Producción al alza, superávit comercial y crecimiento de nuevas tecnologías marcan el ritmo de la industria automotriz nacional
En una conferencia conjunta encabezada por Asociación Mexicana de la Industria Automotriz, Asociación Mexicana de Distribuidores de Automotores y Industria Nacional de Autopartes, el arranque de 2026 dejó una señal clara: la industria automotriz mexicana avanza con fuerza, precisión y visión estratégica.
El sector de autopartes abrió el año con una producción de 10,015 millones de dólares en enero, respaldada por un crecimiento anual de 9.35%, cifra que coloca a México como uno de los ejes manufactureros más activos de Norteamérica. La inercia responde a la solidez de la demanda en Estados Unidos, la integración bajo el T-MEC y el reacomodo global de cadenas productivas que ha puesto al país en el centro de la relocalización industrial.
Las líneas de producción reflejan esta intensidad. Las partes eléctricas encabezan la manufactura con 1,938 millones de dólares, mientras segmentos como transmisiones, motores y sistemas de propulsión elevan su ritmo. El dato que marca el pulso del momento es el crecimiento de 50.78% en motores a gasolina, evidencia de una industria que responde con agilidad a los cambios del mercado global.
El mapa productivo también muestra amplitud.
El norte del país concentró 4,385 millones de dólares, el Bajío 3,613 millones y la región centro 1,515 millones. En ese tablero, el Bajío destaca por su dinamismo con un crecimiento de 10.61%, consolidando su papel como núcleo industrial clave.
A nivel estatal, Coahuila se mantiene al frente, seguido por Guanajuato, Nuevo León, Chihuahua y Querétaro. En conjunto, las diez principales entidades concentran 86.7% de la producción nacional, reflejo de clústeres altamente especializados y una cadena de valor profundamente integrada.
En comercio exterior, la industria mantiene un paso firme.
Durante enero, las exportaciones alcanzaron 8,791 millones de dólares, frente a importaciones por 5,007 millones, generando un superávit de 3,783 millones de dólares. Este balance fortalece la posición de México como proveedor estratégico del mercado estadounidense y como pieza clave en la arquitectura industrial de la región.
El respaldo a largo plazo también se hace visible. La captación de 2,338 millones de dólares de Inversión Extranjera Directa en 2025 eleva el acumulado desde 2018 a más de 21,092 millones, confirmando la confianza global en México como plataforma de manufactura avanzada.
En paralelo, el mercado interno muestra una transformación acelerada hacia nuevas tecnologías.
Durante marzo de 2026, la venta de vehículos híbridos, eléctricos e híbridos conectables alcanzó 16,374 unidades, con un crecimiento de 33.9%. En el primer trimestre, el avance se ubicó en 32.4%, con una participación de 11.6% del total de ventas. Los híbridos lideran la preferencia con el 64.4%, seguidos por eléctricos y conectables.

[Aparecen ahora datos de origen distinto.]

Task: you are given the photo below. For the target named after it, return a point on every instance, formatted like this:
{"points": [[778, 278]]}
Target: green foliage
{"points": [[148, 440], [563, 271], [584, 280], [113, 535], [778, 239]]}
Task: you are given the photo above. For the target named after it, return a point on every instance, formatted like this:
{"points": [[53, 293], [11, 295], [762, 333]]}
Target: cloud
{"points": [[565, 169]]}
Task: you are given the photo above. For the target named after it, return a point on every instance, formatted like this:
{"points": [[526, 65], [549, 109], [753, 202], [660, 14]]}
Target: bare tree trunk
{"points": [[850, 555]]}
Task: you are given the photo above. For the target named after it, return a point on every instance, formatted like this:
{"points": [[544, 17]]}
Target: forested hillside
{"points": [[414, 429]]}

En este contexto, el International Automotive Industry Supply Summit (IAISS), que se celebrará el 6 y 7 de mayo en Querétaro, se perfila como un punto de conexión decisivo. Con más de 8,860 millones de dólares en oportunidades de compra, el encuentro reunirá a proveedores y compradores en esquemas directos de vinculación, alineando capacidades productivas con necesidades reales de la industria.

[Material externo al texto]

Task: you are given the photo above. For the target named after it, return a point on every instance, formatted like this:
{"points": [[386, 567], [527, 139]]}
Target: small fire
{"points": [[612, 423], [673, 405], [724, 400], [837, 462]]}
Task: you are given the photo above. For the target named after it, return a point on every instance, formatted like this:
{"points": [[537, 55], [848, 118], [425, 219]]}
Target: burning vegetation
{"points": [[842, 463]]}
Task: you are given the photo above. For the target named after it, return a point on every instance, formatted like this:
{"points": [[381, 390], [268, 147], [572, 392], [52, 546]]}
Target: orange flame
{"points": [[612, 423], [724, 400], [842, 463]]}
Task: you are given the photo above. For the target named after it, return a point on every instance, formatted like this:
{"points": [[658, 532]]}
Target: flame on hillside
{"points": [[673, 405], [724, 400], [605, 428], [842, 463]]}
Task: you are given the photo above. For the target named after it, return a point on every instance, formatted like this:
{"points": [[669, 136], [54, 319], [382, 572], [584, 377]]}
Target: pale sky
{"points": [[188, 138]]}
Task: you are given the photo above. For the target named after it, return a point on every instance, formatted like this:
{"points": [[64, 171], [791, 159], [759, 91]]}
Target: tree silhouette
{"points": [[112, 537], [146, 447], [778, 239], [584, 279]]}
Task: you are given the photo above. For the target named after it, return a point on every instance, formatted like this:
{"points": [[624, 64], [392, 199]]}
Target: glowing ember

El arranque de 2026 traza una ruta firme: producción en expansión, exportaciones sólidas y una adopción creciente de nuevas tecnologías. La industria automotriz mexicana entra al año con velocidad sostenida y con un papel definido en la configuración industrial de Norteamérica, donde cada componente, cada inversión y cada vehículo colocan al país en una posición de mayor peso estratégico.